ECA hiç bir zaman G-14'ün gücüne ve politik manevra kabiliyetine sahip olamayacak ölü doğmuş bir oluşum. İçinde, farklı ülkelerden 103 kulüp var. Liverpool, Roma, Barcelona gibi devlerle Malta'nın, Slovenya'nın önemli takımları aynı organizasyonun içinde. Farklı ekonomik yapıları, taraftar arka planları, başarı kriterleri ve amaçları olan bu kulüplerin ortak bir politikada UEFA'ya G-14 gibi kafa tutması imkansız. G-14'ü elitist olmakta suçlayan UEFA, büyük takımları demokrasinin tuzağına düşürmüş durumda. Buna bir de, ekonomik kriz ve takımların artan borçları eklenince, eski G-14 üyeleri için her koyunun kendi bacağından asıldığı günler çoktan başladı. 
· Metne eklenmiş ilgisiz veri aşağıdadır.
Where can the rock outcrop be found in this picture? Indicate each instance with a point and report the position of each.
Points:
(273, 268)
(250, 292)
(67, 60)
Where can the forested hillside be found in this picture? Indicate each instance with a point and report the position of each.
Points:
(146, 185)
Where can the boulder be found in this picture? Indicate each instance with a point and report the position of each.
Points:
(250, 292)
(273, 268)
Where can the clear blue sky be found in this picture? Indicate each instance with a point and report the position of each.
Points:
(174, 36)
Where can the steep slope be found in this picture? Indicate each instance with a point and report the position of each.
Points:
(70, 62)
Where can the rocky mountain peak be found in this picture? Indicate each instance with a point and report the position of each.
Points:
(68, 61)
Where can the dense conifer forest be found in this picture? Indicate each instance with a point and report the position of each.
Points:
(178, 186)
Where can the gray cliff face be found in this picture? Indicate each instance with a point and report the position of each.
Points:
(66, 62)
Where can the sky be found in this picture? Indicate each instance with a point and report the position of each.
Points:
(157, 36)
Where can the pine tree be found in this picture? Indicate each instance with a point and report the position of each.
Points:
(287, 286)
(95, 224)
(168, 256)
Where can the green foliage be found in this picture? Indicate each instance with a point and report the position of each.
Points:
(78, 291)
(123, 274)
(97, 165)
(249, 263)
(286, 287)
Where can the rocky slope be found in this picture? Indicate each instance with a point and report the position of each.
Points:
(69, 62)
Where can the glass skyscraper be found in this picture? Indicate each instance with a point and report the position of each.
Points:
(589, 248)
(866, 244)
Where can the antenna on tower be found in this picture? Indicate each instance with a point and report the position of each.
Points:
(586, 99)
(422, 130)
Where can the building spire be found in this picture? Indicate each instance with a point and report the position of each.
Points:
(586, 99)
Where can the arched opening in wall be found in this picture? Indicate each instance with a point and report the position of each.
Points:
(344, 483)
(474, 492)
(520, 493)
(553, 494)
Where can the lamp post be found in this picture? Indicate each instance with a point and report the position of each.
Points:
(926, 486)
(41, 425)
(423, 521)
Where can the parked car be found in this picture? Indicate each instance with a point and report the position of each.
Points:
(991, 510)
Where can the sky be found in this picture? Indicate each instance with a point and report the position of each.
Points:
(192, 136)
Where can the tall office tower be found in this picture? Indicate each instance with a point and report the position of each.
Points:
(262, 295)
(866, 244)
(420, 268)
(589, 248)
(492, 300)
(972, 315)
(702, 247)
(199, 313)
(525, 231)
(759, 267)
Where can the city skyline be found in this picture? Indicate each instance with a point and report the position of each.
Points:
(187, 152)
G-14'ün kurucu üyelerinin çoğu ciddi borç yükü altında. Kazandıkları başarılara rağmen, bunun bedeli getirdiklerinden fazla olmuş durumda. Hatta bu ligler arasında en tutumlu hareket eden Alman ekiplerinin önde gelen yetkilileri, Şampiyon Ligi'ni kazanmanın para yakmakla eşdeğer olduğunu söylüyorlar. Almanların konuyu abarttığını düşünenler, Chelsea örneğine bakabilirler. Şampiyon Ligini kazanmayı bırakın, kendi ligini kazanmak için Chelsea'nin harcadığı para inanılmaz düzeylerde. Daha beteri, benzer paraları hatta daha fazlasını harcayan Real Madrid ve Manchester City gibi takımlar, daha kendi liglerinde bunu başarıya dönüştüremediler. Bonservis bedellerindeki kontroldışı artış, buna karşılık gelirlerde ciddi bir artış olmaması, daha da kötüsü her takımın kara geçmesi başarılı olmak zorunda olması şu an devam eden sistemin özellikle İngiltere'de sürdürebilirliğini tehlikeye sokmakta. 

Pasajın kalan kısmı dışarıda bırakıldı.